Compte tenu de ces éléments, et conformément aux principes ci-dessus rappelés suivant lesquels l’employeur peut, sans saisir le juge des élections professionnelles, écarter une liste de candidats pour des raisons formelles, parmi lesquelles l’absence de mandat exprès d’un délégué syndical pour déposer une liste, c’est à bon droit que la société KCH n’a retenu que la liste déposée conjointement par Monsieur [W], secrétaire général adjoint de l’UNSA Transport, et Monsieur [RA], expressément mandaté à cette fin.
Pour les mêmes raisons, la décision de la société KCH de ne pas retenir la liste déposée par Monsieur [V] ne peut être regardée comme un manquement de l’employeur à son obligation de neutralité, et il n’est pas rapporté la preuve d’une collusion frauduleuse entre la direction de la société et le syndicat UNSA Transport pour évincer Messieurs [FL] [V], [KG] [BF], [C] [VS], [U] [J] et Madame [MR] [T].
En conséquence, il y a lieu de débouter Messieurs [FL] [V], [KG] [BF], [C] [VS], [U] [J] et Madame [MR] [T] de leur demande tendant à voir prononcer l’annulation de l’élection du premier collège du CSE de la société KCH.
Sur les dépens
La procédure étant gratuite et sans frais, il conviendra de dire n’y avoir lieu à dépens.
Sur les frais irrépétibles
Aux termes de l’article 700 du code de procédure civile, le juge condamne la partie tenue aux dépens ou qui perd son procès à payer à l’autre partie la somme qu’il détermine au titre des frais exposés et non compris dans les dépens. Dans tous les cas, le juge tient compte de l’équité ou de la situation économique de la partie condamnée.
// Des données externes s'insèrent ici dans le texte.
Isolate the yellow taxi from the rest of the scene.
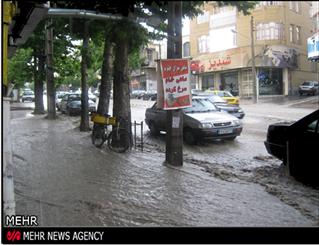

Il peut, même d’office, pour des raisons tirées des mêmes considérations, dire qu’il n’y a pas lieu à ces condamnations.
En l’espèce, l’équité commande de ne pas faire application de la disposition précitée.
PAR CES MOTIFS
Le tribunal, statuant publiquement, par jugement réputé contradictoire et en dernier ressort, prononcé par mise à disposition au greffe :
DÉBOUTE Messieurs [FL] [V], [KG] [BF], [C] [VS], [U] [J] et Madame [MR] [T] de leur demande d’annulation des élections du premier collège (employés) de la délégation du personnel au CSE de la société KEOLIS CONTROLE ET HUMANISATION dont les résultats ont été proclamés le 5 juin 2025 ;
DÉBOUTE Messieurs [FL] [V], [KG] [BF], [C] [VS], [U] [J] et Madame [MR] [T] de leurs demandes sur le fondement de l’article 700 du code de procédure civile ;
DÉBOUTE la société KEOLIS CONTROLE ET HUMANISATION de sa demande sur le fondement de l’article 700 du code de procédure civile ;
DIT n’y avoir lieu à dépens ;
RAPPELLE que le délai pour former un pourvoi en cassation est de dix jours à compter de la notification de la présente décision conformément aux dispositions de l’article 999 du code de procédure civile.
Ainsi jugé et mis à disposition au greffe du tribunal le 6 novembre 2025, et signé par la présidente et la greffière.